I am an atheist, but I don’t feel bad about using the minster in this way. Cathedrals were never meant only for worship: they are meeting places and community centres. You can see it in sacred art. In Rogier van der Weyden’s Seven Sacraments, painted as the minster was nearing completion, church rituals take place amid groups milling around in their Sunday best, gossiping; there are even several dogs.

That goes for other religious spaces. It has been especially evident this year, as mosques, synagogues and gurdwaras fed the vulnerable and NHS workers. Communal worship may be out (a decision faith leaders contested), but faith spaces still serve, and exert a pull on, communities far beyond the faithful.

My minster obsession is not spiritual, exactly, but I feel connected to and comforted by the generations of people the space represents. The stained-glass wren poised to peck a spider feels as fresh as the wren that sometimes appears when I walk my dog in the morning; that a 15th-century glazier captured it in a jewel-bright square of beauty feels deeply touching.

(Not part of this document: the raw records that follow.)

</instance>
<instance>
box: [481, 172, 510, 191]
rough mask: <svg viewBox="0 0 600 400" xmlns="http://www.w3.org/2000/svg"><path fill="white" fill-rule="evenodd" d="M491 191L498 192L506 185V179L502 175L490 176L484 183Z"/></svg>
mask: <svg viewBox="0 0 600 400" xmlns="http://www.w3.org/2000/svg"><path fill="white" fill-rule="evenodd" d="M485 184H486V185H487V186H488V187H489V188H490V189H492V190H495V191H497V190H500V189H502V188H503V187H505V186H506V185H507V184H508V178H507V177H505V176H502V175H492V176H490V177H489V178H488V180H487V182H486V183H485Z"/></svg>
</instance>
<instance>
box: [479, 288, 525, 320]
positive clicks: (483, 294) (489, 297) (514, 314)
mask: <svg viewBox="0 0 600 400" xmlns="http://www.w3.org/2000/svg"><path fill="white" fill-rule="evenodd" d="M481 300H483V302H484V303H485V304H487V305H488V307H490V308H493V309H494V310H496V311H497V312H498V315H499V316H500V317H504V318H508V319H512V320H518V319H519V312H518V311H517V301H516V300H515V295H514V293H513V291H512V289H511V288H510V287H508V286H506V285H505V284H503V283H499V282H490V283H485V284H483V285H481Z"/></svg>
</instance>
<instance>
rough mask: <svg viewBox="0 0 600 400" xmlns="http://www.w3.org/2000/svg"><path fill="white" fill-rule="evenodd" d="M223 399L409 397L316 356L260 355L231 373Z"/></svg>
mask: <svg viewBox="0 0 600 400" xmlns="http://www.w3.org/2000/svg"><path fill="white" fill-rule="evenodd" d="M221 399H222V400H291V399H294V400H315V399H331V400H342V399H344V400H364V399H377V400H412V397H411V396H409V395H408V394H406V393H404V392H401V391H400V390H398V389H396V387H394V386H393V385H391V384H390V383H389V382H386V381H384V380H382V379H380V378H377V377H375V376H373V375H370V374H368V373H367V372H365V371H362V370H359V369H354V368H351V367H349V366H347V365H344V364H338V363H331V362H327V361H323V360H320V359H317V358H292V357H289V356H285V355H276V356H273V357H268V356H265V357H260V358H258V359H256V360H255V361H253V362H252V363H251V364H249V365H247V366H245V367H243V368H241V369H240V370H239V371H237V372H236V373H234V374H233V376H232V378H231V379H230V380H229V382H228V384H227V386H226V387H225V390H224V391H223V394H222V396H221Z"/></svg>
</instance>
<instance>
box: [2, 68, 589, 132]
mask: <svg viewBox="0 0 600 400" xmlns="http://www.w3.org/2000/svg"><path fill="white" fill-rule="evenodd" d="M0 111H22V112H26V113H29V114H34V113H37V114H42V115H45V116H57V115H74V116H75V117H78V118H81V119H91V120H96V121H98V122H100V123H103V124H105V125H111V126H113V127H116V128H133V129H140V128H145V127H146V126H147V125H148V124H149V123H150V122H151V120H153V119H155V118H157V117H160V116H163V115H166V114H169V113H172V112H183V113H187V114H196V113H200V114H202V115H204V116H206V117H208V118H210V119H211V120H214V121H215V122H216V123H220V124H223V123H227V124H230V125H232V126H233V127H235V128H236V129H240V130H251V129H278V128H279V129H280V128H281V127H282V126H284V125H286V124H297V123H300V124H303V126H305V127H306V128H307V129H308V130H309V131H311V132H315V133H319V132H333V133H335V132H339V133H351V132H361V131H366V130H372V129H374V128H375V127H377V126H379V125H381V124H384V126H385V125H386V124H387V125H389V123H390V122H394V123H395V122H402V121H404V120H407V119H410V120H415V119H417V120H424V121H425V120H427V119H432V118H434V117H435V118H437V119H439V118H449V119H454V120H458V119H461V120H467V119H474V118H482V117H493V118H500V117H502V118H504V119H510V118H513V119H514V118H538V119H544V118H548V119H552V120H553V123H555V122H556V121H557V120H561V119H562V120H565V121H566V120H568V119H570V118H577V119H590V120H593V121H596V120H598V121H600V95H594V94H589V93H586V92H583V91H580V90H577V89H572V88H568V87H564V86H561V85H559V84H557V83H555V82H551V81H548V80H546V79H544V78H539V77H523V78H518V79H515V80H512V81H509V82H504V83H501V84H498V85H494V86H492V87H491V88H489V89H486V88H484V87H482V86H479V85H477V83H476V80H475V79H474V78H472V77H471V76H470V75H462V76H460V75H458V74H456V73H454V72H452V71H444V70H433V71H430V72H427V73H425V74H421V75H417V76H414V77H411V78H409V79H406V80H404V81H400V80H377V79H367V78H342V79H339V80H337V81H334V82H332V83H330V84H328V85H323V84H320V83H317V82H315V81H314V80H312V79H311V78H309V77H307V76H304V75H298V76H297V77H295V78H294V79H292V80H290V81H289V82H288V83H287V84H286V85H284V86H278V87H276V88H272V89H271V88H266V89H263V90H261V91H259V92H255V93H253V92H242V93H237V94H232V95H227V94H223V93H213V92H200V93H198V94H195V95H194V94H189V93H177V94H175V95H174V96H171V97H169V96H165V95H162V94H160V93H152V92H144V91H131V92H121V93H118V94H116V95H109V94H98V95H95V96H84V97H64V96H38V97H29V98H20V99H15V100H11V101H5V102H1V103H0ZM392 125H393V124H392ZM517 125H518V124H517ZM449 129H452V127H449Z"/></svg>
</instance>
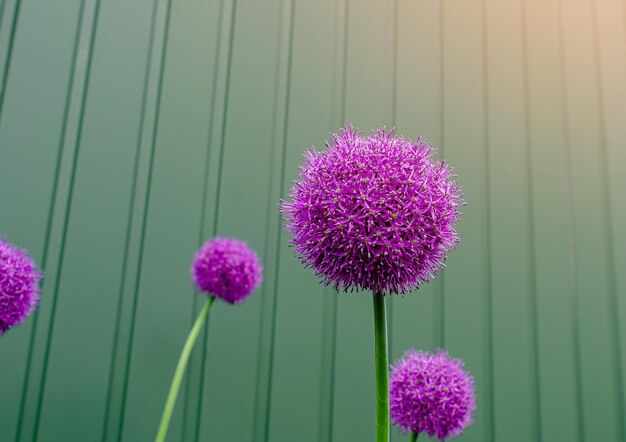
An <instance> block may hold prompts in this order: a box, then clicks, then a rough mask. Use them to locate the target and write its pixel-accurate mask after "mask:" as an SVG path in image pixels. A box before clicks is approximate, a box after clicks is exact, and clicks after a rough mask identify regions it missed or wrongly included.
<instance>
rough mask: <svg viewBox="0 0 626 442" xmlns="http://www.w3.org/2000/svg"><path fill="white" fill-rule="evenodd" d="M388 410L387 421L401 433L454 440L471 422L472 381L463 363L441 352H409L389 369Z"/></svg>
mask: <svg viewBox="0 0 626 442" xmlns="http://www.w3.org/2000/svg"><path fill="white" fill-rule="evenodd" d="M389 407H390V411H391V421H392V422H393V423H394V424H395V425H397V426H398V427H400V428H401V429H402V430H403V431H405V432H414V433H418V434H419V433H422V432H423V433H426V434H428V435H429V436H431V437H433V436H435V437H437V438H438V439H449V438H452V437H456V436H458V435H460V434H461V432H462V431H463V429H464V428H465V427H467V426H468V425H470V424H471V423H472V412H473V411H474V410H475V409H476V404H475V399H474V380H473V378H472V376H471V375H470V374H469V373H466V372H465V371H463V361H461V360H460V359H454V358H450V357H449V356H448V355H447V354H446V352H445V351H443V350H438V351H436V352H435V354H434V355H432V354H428V353H424V352H416V351H414V350H409V351H407V352H406V353H405V354H404V357H403V358H402V359H400V360H399V361H398V362H396V364H395V365H394V366H393V368H392V370H391V375H390V376H389Z"/></svg>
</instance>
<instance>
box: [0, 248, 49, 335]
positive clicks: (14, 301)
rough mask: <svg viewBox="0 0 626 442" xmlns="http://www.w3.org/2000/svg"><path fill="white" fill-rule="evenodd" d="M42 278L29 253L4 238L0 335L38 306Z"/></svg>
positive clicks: (0, 253)
mask: <svg viewBox="0 0 626 442" xmlns="http://www.w3.org/2000/svg"><path fill="white" fill-rule="evenodd" d="M42 275H43V274H42V272H41V271H40V270H39V269H38V268H37V267H36V266H35V263H34V261H33V260H32V258H31V257H30V256H29V255H28V253H27V252H26V251H25V250H20V249H18V248H16V247H15V246H14V245H13V244H11V243H10V242H8V241H6V240H5V239H3V238H0V335H2V334H4V333H5V332H6V331H7V330H9V329H10V328H12V327H14V326H16V325H18V324H20V323H21V322H23V321H24V320H25V319H26V318H27V317H28V316H29V315H30V314H31V313H32V311H33V310H34V309H35V308H36V307H37V304H38V303H39V298H40V294H39V280H40V279H41V277H42Z"/></svg>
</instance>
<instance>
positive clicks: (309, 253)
mask: <svg viewBox="0 0 626 442" xmlns="http://www.w3.org/2000/svg"><path fill="white" fill-rule="evenodd" d="M327 147H328V150H327V151H324V152H318V151H316V150H315V149H312V150H309V151H308V152H306V154H305V160H304V164H303V165H301V166H300V177H299V179H298V180H296V181H295V182H294V186H293V188H292V190H291V193H290V201H283V203H282V207H281V211H282V212H283V214H284V215H285V222H286V229H287V231H288V232H289V233H291V235H292V241H291V243H292V246H293V247H294V249H295V252H296V255H297V256H298V257H299V258H300V259H301V260H302V262H303V263H304V264H305V265H306V266H308V267H312V268H313V269H314V271H315V273H316V274H317V275H318V276H320V277H322V278H323V281H324V283H325V284H332V285H333V286H334V287H335V289H336V290H341V289H343V290H345V291H347V290H348V289H351V290H352V289H356V290H372V291H373V292H381V293H383V294H391V293H405V292H407V291H411V290H413V289H415V288H417V287H419V286H420V285H421V284H422V283H424V282H427V281H430V280H431V279H432V278H433V277H434V276H435V274H436V273H437V271H438V269H439V268H441V267H442V266H443V264H444V261H445V259H446V253H447V252H448V251H450V250H451V249H453V248H454V246H455V244H456V243H457V242H458V237H457V234H456V232H455V230H454V224H455V223H456V221H457V219H458V217H459V210H458V209H459V206H461V205H463V204H464V203H463V200H462V198H461V192H460V189H459V188H458V187H457V185H456V183H455V182H454V181H453V180H452V179H451V178H452V171H451V169H450V168H449V167H448V166H447V165H446V164H445V163H444V162H441V163H438V162H435V161H433V159H432V157H433V154H434V150H433V148H432V145H430V144H428V143H426V142H425V141H423V140H422V139H421V138H418V139H417V141H416V142H415V143H412V142H410V141H408V140H406V139H404V138H402V137H398V136H394V133H393V131H391V132H386V131H385V130H377V131H375V132H374V133H372V135H370V136H368V137H364V136H361V134H360V133H359V132H358V131H357V130H354V129H352V128H351V127H350V126H347V127H345V128H344V129H342V130H340V131H339V133H338V134H336V135H333V137H332V143H327Z"/></svg>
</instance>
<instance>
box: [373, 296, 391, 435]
mask: <svg viewBox="0 0 626 442" xmlns="http://www.w3.org/2000/svg"><path fill="white" fill-rule="evenodd" d="M374 352H375V365H376V442H389V355H388V352H387V312H386V311H385V296H384V295H383V294H382V293H374Z"/></svg>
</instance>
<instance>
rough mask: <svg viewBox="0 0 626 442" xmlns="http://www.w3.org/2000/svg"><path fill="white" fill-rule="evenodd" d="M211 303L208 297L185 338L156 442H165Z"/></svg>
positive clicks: (163, 412)
mask: <svg viewBox="0 0 626 442" xmlns="http://www.w3.org/2000/svg"><path fill="white" fill-rule="evenodd" d="M213 301H215V298H214V297H213V296H209V299H208V301H207V303H206V305H205V306H204V308H203V309H202V311H201V312H200V314H199V315H198V319H196V322H195V323H194V324H193V327H192V328H191V331H190V332H189V336H188V337H187V342H185V346H184V347H183V351H182V353H181V354H180V359H179V360H178V365H177V366H176V372H174V379H172V386H171V387H170V392H169V394H168V395H167V402H165V409H164V410H163V417H162V418H161V424H160V425H159V432H158V433H157V437H156V439H155V441H156V442H164V441H165V435H166V434H167V428H168V427H169V425H170V419H171V418H172V412H173V411H174V405H175V404H176V397H177V396H178V390H180V384H181V383H182V381H183V375H184V374H185V369H186V368H187V362H189V356H191V350H192V349H193V344H194V343H195V342H196V339H197V338H198V335H199V334H200V330H201V329H202V324H204V321H205V320H206V318H207V317H208V316H209V310H210V309H211V305H213Z"/></svg>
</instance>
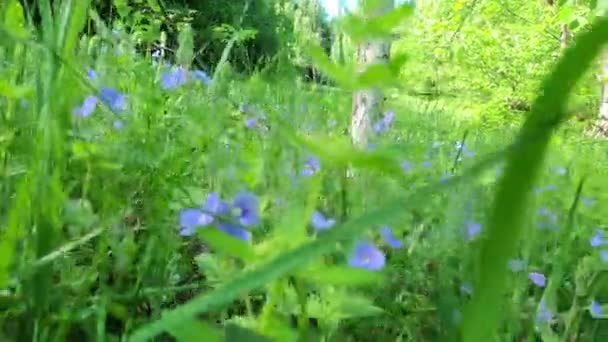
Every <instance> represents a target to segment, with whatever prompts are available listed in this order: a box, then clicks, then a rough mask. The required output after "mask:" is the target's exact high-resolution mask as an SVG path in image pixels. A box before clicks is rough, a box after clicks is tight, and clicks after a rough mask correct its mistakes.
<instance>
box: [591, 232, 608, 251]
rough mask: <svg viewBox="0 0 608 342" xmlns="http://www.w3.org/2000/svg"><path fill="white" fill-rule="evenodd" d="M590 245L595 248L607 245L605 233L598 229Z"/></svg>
mask: <svg viewBox="0 0 608 342" xmlns="http://www.w3.org/2000/svg"><path fill="white" fill-rule="evenodd" d="M589 244H590V245H591V247H593V248H596V247H599V246H601V245H604V244H606V240H605V239H604V233H603V232H602V231H601V230H599V229H596V230H595V234H593V236H592V237H591V239H590V240H589Z"/></svg>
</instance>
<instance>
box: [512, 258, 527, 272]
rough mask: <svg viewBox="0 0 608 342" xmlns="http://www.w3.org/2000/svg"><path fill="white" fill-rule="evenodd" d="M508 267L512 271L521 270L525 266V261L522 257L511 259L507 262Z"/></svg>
mask: <svg viewBox="0 0 608 342" xmlns="http://www.w3.org/2000/svg"><path fill="white" fill-rule="evenodd" d="M508 265H509V269H510V270H511V271H512V272H515V273H517V272H521V271H523V269H524V268H525V267H526V262H525V261H524V260H522V259H511V260H509V262H508Z"/></svg>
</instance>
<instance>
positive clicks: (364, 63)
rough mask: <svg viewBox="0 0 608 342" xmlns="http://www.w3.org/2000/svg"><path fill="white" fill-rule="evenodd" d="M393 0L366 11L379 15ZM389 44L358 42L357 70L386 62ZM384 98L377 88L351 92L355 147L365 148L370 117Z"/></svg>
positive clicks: (369, 129)
mask: <svg viewBox="0 0 608 342" xmlns="http://www.w3.org/2000/svg"><path fill="white" fill-rule="evenodd" d="M394 4H395V2H394V0H384V1H383V2H382V5H381V6H378V8H376V9H374V10H373V11H371V13H366V14H365V15H368V16H380V15H383V14H385V13H387V12H389V11H390V10H392V9H393V8H394ZM390 47H391V44H390V42H387V41H378V40H376V41H369V42H363V43H360V44H359V46H358V47H357V64H358V69H359V70H358V71H359V72H362V71H364V70H365V69H366V68H367V67H369V66H370V65H373V64H376V63H387V62H388V59H389V52H390ZM383 102H384V98H383V96H382V91H381V90H380V89H379V88H375V89H365V90H359V91H356V92H355V93H354V94H353V107H352V118H351V132H350V133H351V138H352V142H353V144H354V145H355V146H356V147H359V148H361V149H365V148H367V146H368V142H369V137H370V135H371V126H372V124H371V122H372V119H373V118H375V117H377V116H378V115H379V113H380V110H381V108H382V104H383Z"/></svg>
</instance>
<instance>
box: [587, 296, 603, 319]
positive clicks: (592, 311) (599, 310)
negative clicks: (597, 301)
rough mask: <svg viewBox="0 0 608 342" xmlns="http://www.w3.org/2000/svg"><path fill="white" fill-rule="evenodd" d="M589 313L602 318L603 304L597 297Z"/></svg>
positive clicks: (589, 313) (597, 317)
mask: <svg viewBox="0 0 608 342" xmlns="http://www.w3.org/2000/svg"><path fill="white" fill-rule="evenodd" d="M589 314H591V317H593V318H602V317H603V316H604V315H603V313H602V306H601V305H600V303H598V302H597V301H596V300H595V299H594V300H593V301H592V302H591V304H590V305H589Z"/></svg>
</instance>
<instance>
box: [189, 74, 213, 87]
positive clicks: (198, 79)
mask: <svg viewBox="0 0 608 342" xmlns="http://www.w3.org/2000/svg"><path fill="white" fill-rule="evenodd" d="M192 77H193V78H194V79H196V80H200V81H203V83H204V84H205V85H206V86H209V85H210V84H211V78H210V77H209V75H207V73H206V72H204V71H202V70H194V71H193V72H192Z"/></svg>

I squeezed in a timed-entry trip the day before lockdown; I can’t wait to wander in on a whim again. In the meantime, I often walk past, observing people drinking coffee on the steps, kids hanging off the railings, bikes propped against blocks carved by long-dead stonemasons, ornithologists looking for the resident peregrines. I like that: the space is still being appropriated by a whole city and that is exactly how it is supposed to be.